Extending Fleet Asset Life Cycles With Technology

The current state of infrastructure often dictates fleet asset planning and procurement, but what about the future? We all know that planning for infrastructure is important, but it’s just as important to guard against major disruptions like the October 2017 hurricanes. Protection against the unforeseen is one of the key roles of a procurement department.

With the fleet industry focused on reducing costs, managing growth, and improving reliability, there is a continuous emphasis on reducing the fleet’s operating costs. As a result, there is an increased emphasis on finding ways to minimize the potential for asset failures. One of the simplest ways to do this is to ensure that the fleet operates as frequently and as safely as possible.

What are Fleet Asset Life Cycles?

The Fleet Asset Life Cycle (FLAC) is a method for maintaining, replacing, and upgrading an organization’s fleet assets over time. Many organizations use it to guide the replacement of their fleet assets and justify purchasing new assets. For example, an organization might decide to replace several vehicles in the fleet every five years or purchase a new asset every three years.

Given that a fleet’s life cycle is not static but instead can change over time, it is important to think about the maintenance and repair needs of a fleet and how new technologies can influence that process. In order to do this, we need to understand a fleet’s Asset Life Cycle (ALC). The ALC is an understanding of a fleet’s strategic, operational, and physical needs and its drivers (such as growth, maintenance, and reuse). This understanding is used to design and justify the upgrade and replacement of a fleet’s assets (parts and vehicles) through a life cycle.

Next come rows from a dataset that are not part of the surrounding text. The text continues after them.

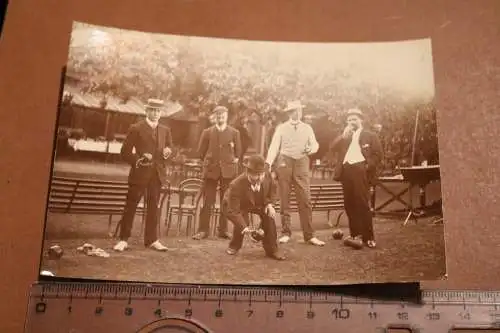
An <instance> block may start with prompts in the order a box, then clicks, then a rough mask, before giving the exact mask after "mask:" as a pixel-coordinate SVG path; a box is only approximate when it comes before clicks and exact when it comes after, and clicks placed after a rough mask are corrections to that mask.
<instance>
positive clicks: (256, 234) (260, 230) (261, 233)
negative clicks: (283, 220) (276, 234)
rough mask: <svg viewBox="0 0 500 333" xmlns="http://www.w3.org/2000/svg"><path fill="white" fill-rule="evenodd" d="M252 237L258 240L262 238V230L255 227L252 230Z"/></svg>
mask: <svg viewBox="0 0 500 333" xmlns="http://www.w3.org/2000/svg"><path fill="white" fill-rule="evenodd" d="M252 238H253V239H255V240H256V241H258V242H260V241H262V240H263V239H264V230H262V229H257V230H254V231H252Z"/></svg>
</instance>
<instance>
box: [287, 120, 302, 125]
mask: <svg viewBox="0 0 500 333" xmlns="http://www.w3.org/2000/svg"><path fill="white" fill-rule="evenodd" d="M287 122H288V124H290V125H292V126H295V125H299V124H302V121H301V120H292V119H288V121H287Z"/></svg>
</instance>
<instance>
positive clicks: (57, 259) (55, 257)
mask: <svg viewBox="0 0 500 333" xmlns="http://www.w3.org/2000/svg"><path fill="white" fill-rule="evenodd" d="M47 254H48V256H49V259H51V260H59V259H61V257H62V256H63V254H64V251H63V249H62V247H60V246H59V245H53V246H51V247H50V248H49V250H48V251H47Z"/></svg>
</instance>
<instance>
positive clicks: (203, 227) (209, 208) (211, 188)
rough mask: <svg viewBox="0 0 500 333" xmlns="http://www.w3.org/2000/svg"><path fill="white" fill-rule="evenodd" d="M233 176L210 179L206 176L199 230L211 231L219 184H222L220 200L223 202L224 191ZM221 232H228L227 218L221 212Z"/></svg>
mask: <svg viewBox="0 0 500 333" xmlns="http://www.w3.org/2000/svg"><path fill="white" fill-rule="evenodd" d="M231 180H232V179H231V178H219V179H209V178H205V184H204V193H203V207H202V208H201V211H200V226H199V228H198V231H199V232H206V233H209V229H210V213H211V211H212V209H213V207H214V205H215V199H216V196H217V186H218V185H219V184H220V190H219V200H220V202H222V199H223V197H224V193H225V192H226V190H227V187H228V185H229V183H230V182H231ZM218 231H219V234H222V233H225V232H227V219H226V217H225V216H224V215H223V214H221V216H220V219H219V230H218Z"/></svg>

Here are important factors to consider in extending fleet asset life cycles with technology:

Whole Of Life Costs

The global transport industry is currently spending billions of dollars on fleet maintenance, vehicle rehabilitation, and fleet management processes. Fleet management is often referred to as the single largest cost in any trucking company, yet most companies continue to invest in outdated systems and processes. It is one of the most critical parts of running a transportation company. Costing out the entire fleet allows fleet managers the opportunity to plan for their fleet of vehicles and their technicians properly. Fleet maintenance and repair costs should be evaluated and budgeted for each vehicle in the fleet to ensure that the maintenance costs do not outweigh the cost of replacement.

Maintenance Costs

Maintenance costs are an important component of an organization’s total cost of ownership (TCO), but many businesses are unaware of these hidden costs. The average truck owner spends $1,200 a year on maintenance, with vehicle service and repair costs accounting for only one-third of this. In fact, according to the Federal Motor Carrier Safety Administration (FMCSA), the average driver is responsible for more than $2,800 a year in maintenance alone.

Delaying Replacement Of Vehicles

The automotive industry is currently experiencing a growing focus on the importance of extending the life cycles of vehicles. With vehicle sales on the rise and prices dropping as a result of oversupply, it is becoming increasingly important to try and generate a greater return on investment for the fleet owner.

Calculating Your Business Vehicle’s Useful Life

Fleet asset management is key to reducing waste and fuel stress on vehicles and increasing productivity and profitability. It also plays a key role in marketing and sales, as it helps identify and analyze the life cycle of a vehicle. This is the end of the vehicle’s life cycle, where the vehicle is no longer useful and is eventually disposed of. Fleet managers need to know the age of these vehicles, as well as their useful life. Useful life is determined by the expected useful life of the vehicle, which includes a range of useful life based on vehicle usage. It is also determined by additional factors, such as maintenance and wear and tear.

On an operational level, the availability of new technologies to improve asset performance is an integral part of a transportation and logistics department’s ability to meet customer satisfaction and return on investment. However, a transportation and logistics department also has to manage a fleet of assets that are aging.